In a follow up, the Forest Department of the Forest Research Institute together with RECOFTC, conducted a Community Forestry Action Research Formulation Meeting for research teams from different line agencies and representatives from civil society. The event was supported by the Swiss Agency for Development and Cooperation (SDC) through the ASEAN-Swiss Partnership on Social Forestry and Climate Change (ASFCC). The meeting was set against a backdrop of efforts by the Government to promote community participation in forest management, however it requires some research to overcome barriers to improving community forestry in the country, as well as embracing the opportunities available.

The meeting aimed to help participants understand the fundamentals of action research and how participatory action research fits with community forestry; create a framework for developing a Participatory Action Research (PAR) project or undertakings related to community forestry, and finally to design an action research plan to address key issues in forest management and community forestry.

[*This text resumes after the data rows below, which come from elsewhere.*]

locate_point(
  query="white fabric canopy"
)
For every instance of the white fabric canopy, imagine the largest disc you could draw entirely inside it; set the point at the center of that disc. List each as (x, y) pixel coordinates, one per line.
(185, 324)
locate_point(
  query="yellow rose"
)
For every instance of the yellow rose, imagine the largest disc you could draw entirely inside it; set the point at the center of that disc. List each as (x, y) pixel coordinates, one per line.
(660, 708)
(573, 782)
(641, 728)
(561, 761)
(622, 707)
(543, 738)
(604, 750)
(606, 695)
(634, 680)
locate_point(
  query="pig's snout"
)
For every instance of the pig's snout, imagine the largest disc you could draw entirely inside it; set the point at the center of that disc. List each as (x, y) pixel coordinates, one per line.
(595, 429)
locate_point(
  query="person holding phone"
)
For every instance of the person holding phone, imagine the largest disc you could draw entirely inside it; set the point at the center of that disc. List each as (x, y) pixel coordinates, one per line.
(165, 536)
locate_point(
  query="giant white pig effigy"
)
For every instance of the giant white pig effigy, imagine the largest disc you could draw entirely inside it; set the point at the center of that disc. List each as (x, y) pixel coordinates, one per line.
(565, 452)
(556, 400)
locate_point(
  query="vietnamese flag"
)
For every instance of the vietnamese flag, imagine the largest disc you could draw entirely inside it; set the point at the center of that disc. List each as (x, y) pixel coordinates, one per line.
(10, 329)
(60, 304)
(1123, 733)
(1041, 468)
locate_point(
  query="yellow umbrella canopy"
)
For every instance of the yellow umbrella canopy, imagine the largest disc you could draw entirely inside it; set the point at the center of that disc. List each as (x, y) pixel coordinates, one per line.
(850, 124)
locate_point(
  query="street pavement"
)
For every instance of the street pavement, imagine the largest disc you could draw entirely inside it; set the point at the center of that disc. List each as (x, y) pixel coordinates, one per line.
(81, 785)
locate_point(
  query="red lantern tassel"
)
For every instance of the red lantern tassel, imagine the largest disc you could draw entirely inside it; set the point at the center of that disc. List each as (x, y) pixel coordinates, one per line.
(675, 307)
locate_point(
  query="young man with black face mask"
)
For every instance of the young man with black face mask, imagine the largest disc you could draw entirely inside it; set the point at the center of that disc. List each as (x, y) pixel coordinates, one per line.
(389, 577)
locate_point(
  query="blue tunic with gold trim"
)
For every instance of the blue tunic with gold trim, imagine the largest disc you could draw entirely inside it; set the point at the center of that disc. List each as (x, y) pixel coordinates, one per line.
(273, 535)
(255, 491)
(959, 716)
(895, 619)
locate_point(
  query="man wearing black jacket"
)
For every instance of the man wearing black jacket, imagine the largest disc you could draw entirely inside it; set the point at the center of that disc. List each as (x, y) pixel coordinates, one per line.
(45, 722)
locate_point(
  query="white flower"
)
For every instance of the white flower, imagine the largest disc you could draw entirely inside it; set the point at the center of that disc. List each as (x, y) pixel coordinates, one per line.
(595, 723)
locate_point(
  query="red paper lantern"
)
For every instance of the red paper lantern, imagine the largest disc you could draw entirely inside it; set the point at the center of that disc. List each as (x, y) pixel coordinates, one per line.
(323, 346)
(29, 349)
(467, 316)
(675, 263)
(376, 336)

There were 30 participants from the Planning and Statistics Department, Forest Department, Dry Zone Greening Department, University of Forestry and representatives from NGOs gathered together in the Nyaung Oo Township Dry Zone Greening Office, Mandalay Division. Participants had an opportunity to use basic tools to formulate the research framework and try it out in real community forestry settings. At the end of the meeting, participants identified key research topics and developed analytical frameworks within which they will need to conduct participatory action research in the next 12 months.

This action research will be conducted by the Forest Research Institute with partners such as they University of Forestry under funding through the ASEAN-Swiss Partnership on Social Forestry and Climate Change. The research topics included:

  1. How existing land tenure and rights affect the development of CF in Myanmar.
  2. Socio-economic potential of community forestry (including non-certified community forests) in Myanmar.
  3. Review of the processes for community forestry establishment (i.e. communities getting certificates for their forests).
People in Nyaung Gyi Village use palm leaves as a fuel source.

People in Nyaung Gyi Village use palm leaves as a fuel source.

At the meeting, participants agreed that there is a big need to improve the research capacity for community forestry development. Most are familiar with Scientific Forestry Technical research, but less so with social and participatory action research. RECOFTC will provide more technical and coaching support to the research team as they conduct their PAR for CF in the next 12 months.